Erste Zweifel an dieser Einschätzung kamen bei der Überführung vom Schletter-Parkplatz an den Start der e-miglia in München. In knapp 50 km verbrauchte der Leaf zwei Drittel seiner Akkuladung. Hm. Auf der Rallye waren Einzeletappen mit über 100 km über Pässe geplant. "Nehmt's unbedingt noch das Verlängerungskabel auf die Rallye mit", empfahl ein ernst dreinblickender Schlettermensch, der alle Zweifel zu teilen schien. Dann legte er den Leaf an selbiges, und das Fahrzeug wurde zur Elektroimmobilie – ein ständiger Anblick über die nächsten Tage. Nun stehen ja die meisten Autos mehr, als sie fahren. Sie tun das allerdings nur selten, wenn jemand damit fahren will. Meine Sympathie sank bereits. Meinen Unmut kurierte ich durch Lästern: Der Mitsubishi Mief da drüben, was für eine willkürlich schreckliche Scheißkarre!

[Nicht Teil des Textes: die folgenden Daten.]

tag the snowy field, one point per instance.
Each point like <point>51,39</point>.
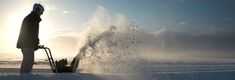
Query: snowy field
<point>146,71</point>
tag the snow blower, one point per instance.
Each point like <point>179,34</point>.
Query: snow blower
<point>61,65</point>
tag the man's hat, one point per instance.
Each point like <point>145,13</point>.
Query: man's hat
<point>38,7</point>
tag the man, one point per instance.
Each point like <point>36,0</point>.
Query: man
<point>28,40</point>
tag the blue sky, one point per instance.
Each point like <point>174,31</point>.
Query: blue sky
<point>213,21</point>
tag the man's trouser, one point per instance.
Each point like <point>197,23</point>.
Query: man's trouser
<point>28,60</point>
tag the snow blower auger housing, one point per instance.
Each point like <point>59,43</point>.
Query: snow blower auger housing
<point>61,65</point>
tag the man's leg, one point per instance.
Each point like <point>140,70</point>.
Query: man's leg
<point>28,60</point>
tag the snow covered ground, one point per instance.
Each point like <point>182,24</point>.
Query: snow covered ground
<point>146,71</point>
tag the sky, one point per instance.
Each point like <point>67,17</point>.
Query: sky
<point>195,25</point>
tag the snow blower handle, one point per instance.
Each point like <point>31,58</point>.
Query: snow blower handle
<point>41,47</point>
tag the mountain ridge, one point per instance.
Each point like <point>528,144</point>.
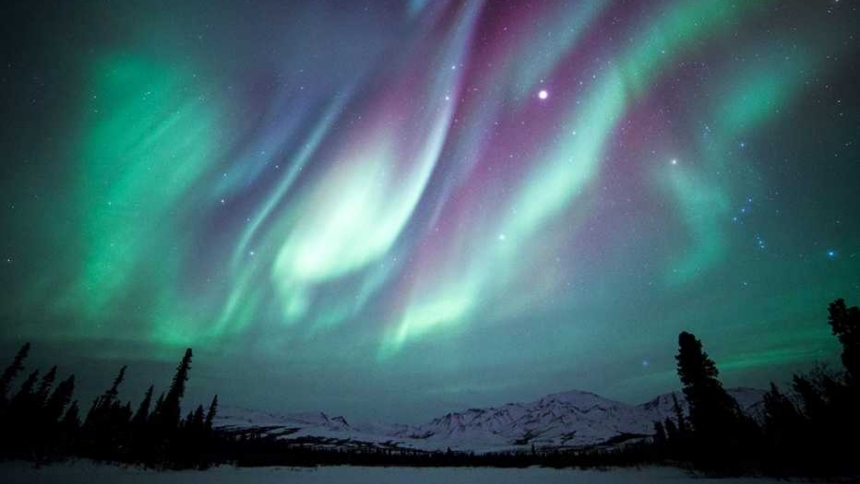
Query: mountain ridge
<point>568,419</point>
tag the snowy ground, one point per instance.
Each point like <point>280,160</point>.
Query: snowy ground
<point>85,472</point>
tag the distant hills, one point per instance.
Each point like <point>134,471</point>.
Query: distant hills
<point>571,419</point>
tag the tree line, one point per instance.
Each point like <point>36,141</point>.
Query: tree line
<point>804,430</point>
<point>42,421</point>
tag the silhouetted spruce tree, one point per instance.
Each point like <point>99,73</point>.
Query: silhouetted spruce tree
<point>680,418</point>
<point>210,415</point>
<point>155,416</point>
<point>199,419</point>
<point>46,385</point>
<point>169,414</point>
<point>845,324</point>
<point>671,431</point>
<point>715,418</point>
<point>12,371</point>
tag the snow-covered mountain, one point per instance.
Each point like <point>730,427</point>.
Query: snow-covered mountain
<point>570,419</point>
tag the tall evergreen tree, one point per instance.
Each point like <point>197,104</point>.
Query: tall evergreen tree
<point>170,409</point>
<point>679,416</point>
<point>46,385</point>
<point>155,415</point>
<point>210,415</point>
<point>845,324</point>
<point>12,370</point>
<point>716,420</point>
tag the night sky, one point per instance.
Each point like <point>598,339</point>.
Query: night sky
<point>394,209</point>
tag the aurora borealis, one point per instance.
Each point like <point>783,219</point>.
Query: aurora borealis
<point>393,208</point>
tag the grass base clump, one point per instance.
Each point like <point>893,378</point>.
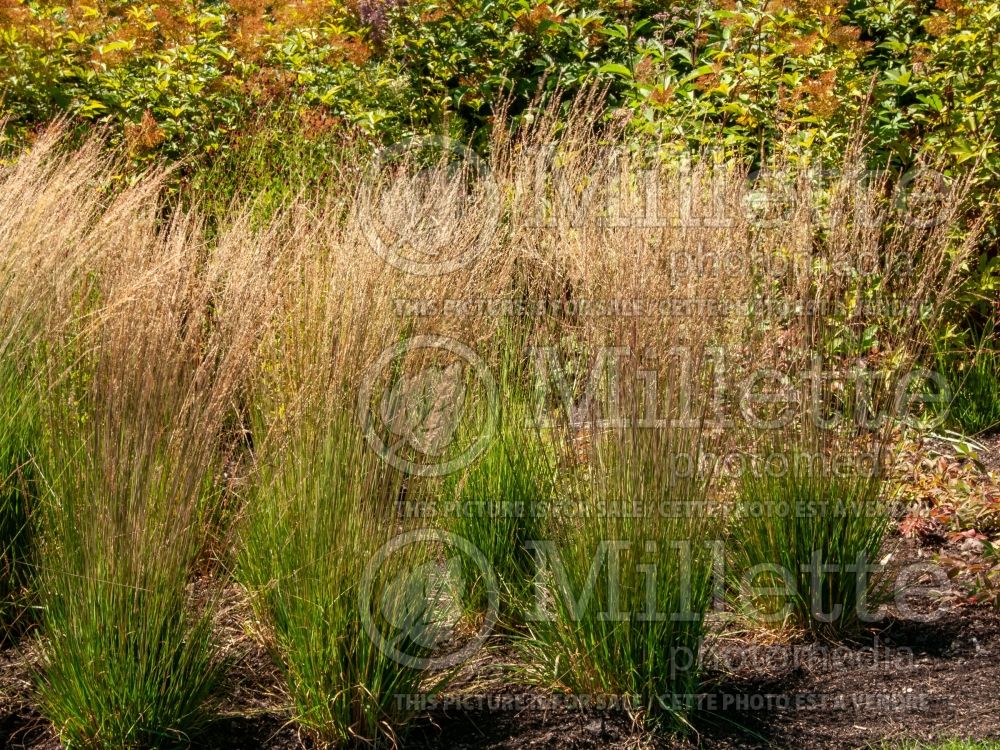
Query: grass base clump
<point>806,545</point>
<point>625,586</point>
<point>18,436</point>
<point>323,515</point>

Noch hässlicher als der Leaf, und der schaut schon aus wie ein unsachgemäß geschlachteter Kugelfisch. Und hier: Zweisitzer-Fahrräder mit Akku, soso. Igitt. Und dieser andere Leaf, dem werden seine Breitreifen noch zum Verhängnis werden, das seh ich doch schon jetzt. Tesla Roadster, pft. Mit solchen Riesenakkus kann ja jeder ankommen. Lieben musste ich jedoch Alessandro del Guglielmos dreimotorigen Prototypen "Lampo 3", ein Elektro-Targa-Sportwagen auf Corvette-Chassis und den einspurigen Zerotracer, die elektrische Variante des raumschiffartigen Schweizer Kabinenmotorrads, in dem ich mal probehalber Platz nahm. Der war sofort mein Underdog-Favorit.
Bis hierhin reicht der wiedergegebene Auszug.